Le Time-To-Market (T2M) répond à des objectifs de vente datés, donc plus généralement financiers et avec des conséquences majeures de trésorerie et de rentabilité. La pression sur les opérationnels devient dans ces conditions très forte, et cette pression est génératrice de risques. En effet, une tendance classique pour atteindre le T2M d’un produit est de raccourcir arbitrairement des délais et/ou de réduire des objectifs qualité. Le T2M est donc très souvent opposé aux objectifs du QCDP (*) du produit. Le Risk Management (RM) s’avère alors un outil efficace pour limiter les risques de non atteinte du QCDP.
Avec l’accélération des technologies et la mondialisation, les facteurs risques du T2M sont amplifiés. De plus, la volonté du positionnement d’un nouveau produit sur ses marchés fait souvent l’objet d’annonces anticipées pour mieux lutter contre la concurrence. La pression sur les délais augmente d’autant et les échecs deviennent trop fréquents.
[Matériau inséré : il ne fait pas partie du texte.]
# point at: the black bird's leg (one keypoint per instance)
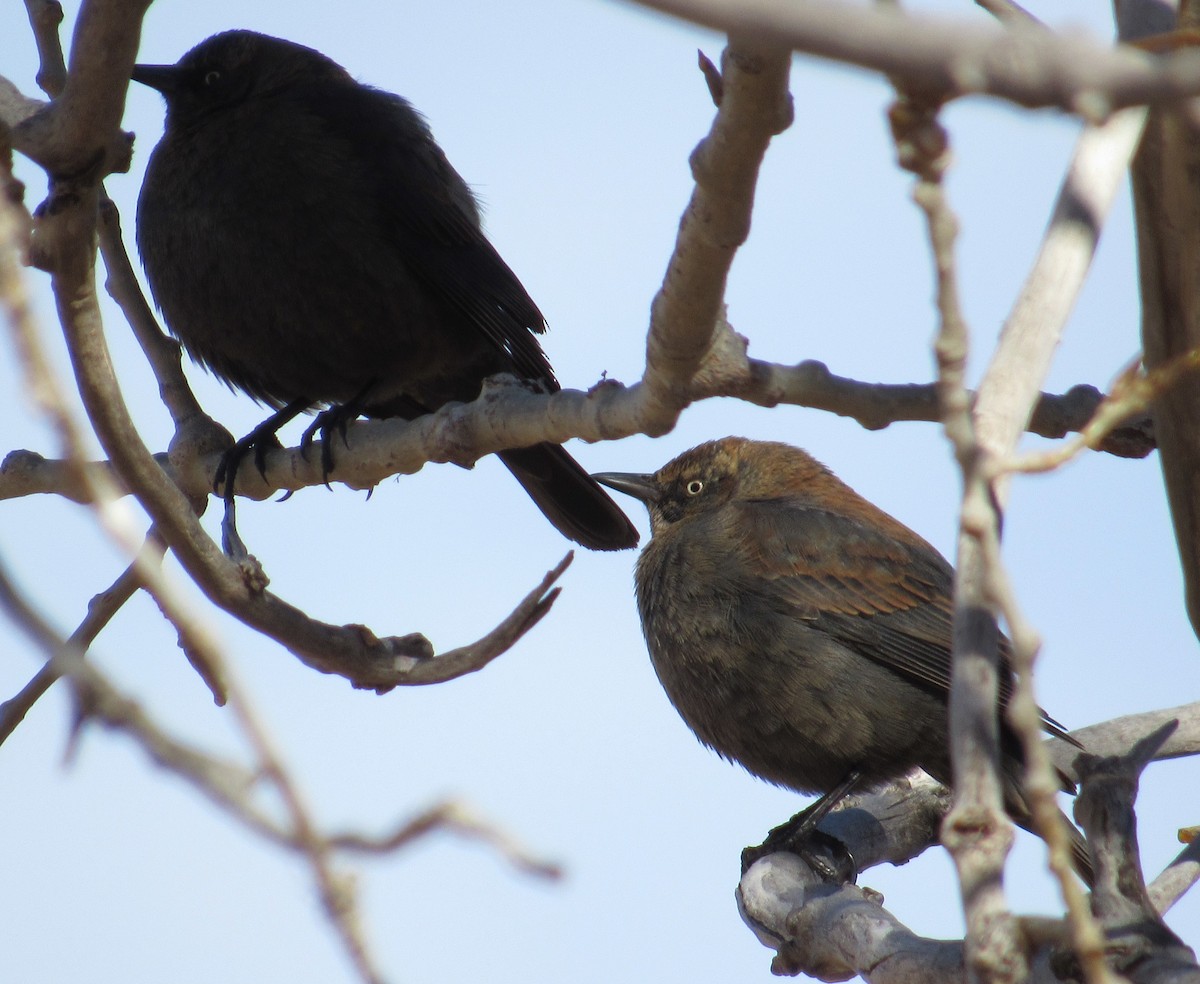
(330, 420)
(261, 439)
(799, 835)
Prenons pour exemple ce produit complexe et bien connu de tous qu’est la voiture. Si Elon Musk a tenu son délai de mise en production en juillet dernier pour la nouvelle Tesla 3, il est en échec flagrant sur la capacité effective de production : 260 par jour au lieu des 1.500 annoncés. Avec pour conséquence immédiate une chute de 2% du cours de bourse. Prises de risques avec des impasses très probables sur l’industrialisation ? ... car toute l’industrie automobile s’est lancée dans les voitures propres et Tesla pourrait bientôt ne plus être le leader de son marché.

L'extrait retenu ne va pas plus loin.